Military historian Gordon Stevens, one of the few people to interview the late Colonel Stirling, said: "So few people knew about the diary. Even within the regiment only a handful of people even knew it existed."
Mr Stevens, with publisher Martin Morgan, convinced the SAS Regimental Association to release the book.
"I was making a film about the SAS, during which I heard about this diary," explained Mr Morgan. "It was six months before I got to see it and six seconds to decide it should be published. It was another six months before I could persuade the regimental association it was a good idea."

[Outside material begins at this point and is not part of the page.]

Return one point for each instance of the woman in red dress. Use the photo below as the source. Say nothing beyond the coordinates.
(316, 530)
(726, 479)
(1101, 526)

The original diary was contained in a giant, leather-bound scrapbook that had been "liberated" from the Nazis. With many pages still blank, the historians added other unseen documents from the regiment and scanned them all to create 5,000, limited edition copies. As faithful as possible to the original, the copies are bound in leather with brass fixings and the pages have been scanned on to heavy paper to replicate the yellowing originals, making the 600-page book a 30lb tome. The only change has been that – apart from a limited 500 given to former SAS members – the Nazi logos on the German bindings have not been replicated.
Inside is an amazing insight into the birth of the SAS – as well as the origins of the Special Boat Squadron (SBS). Interspersed between tales of daring are original typed lists of soldiers killed, injured or captured, giving an unembellished account of their losses. Other lists include the names of men who would go on to become military legends, such as Lt (later Lt Col) Robert "Paddy" Mayne.
The account of the first operation in November 1941, when Stirling was determined to parachute in despite all odds, describes how it ended in disaster with only a third of the men making it out alive, beaten not by the enemy but by the desert. Without faltering, small groups went on to complete three more raids, destroying 88 German and Italian planes.
"The problem we had making it was that everyone who worked on it – graphic artists, printers and hand collators – stopped work and started reading," said Mr Morgan.
"We have had tremendous support and access from the regimental association in order to make this the most complete history we possibly could."
At a time when the regiment has suffered casualties in Iraq and Afghanistan, the books are to be sold to benefit its welfare fund. The war diary copies will be sold for £975, with 550 special editions, signed by original soldiers as well as recent Victoria Cross recipients, at up to £2,500.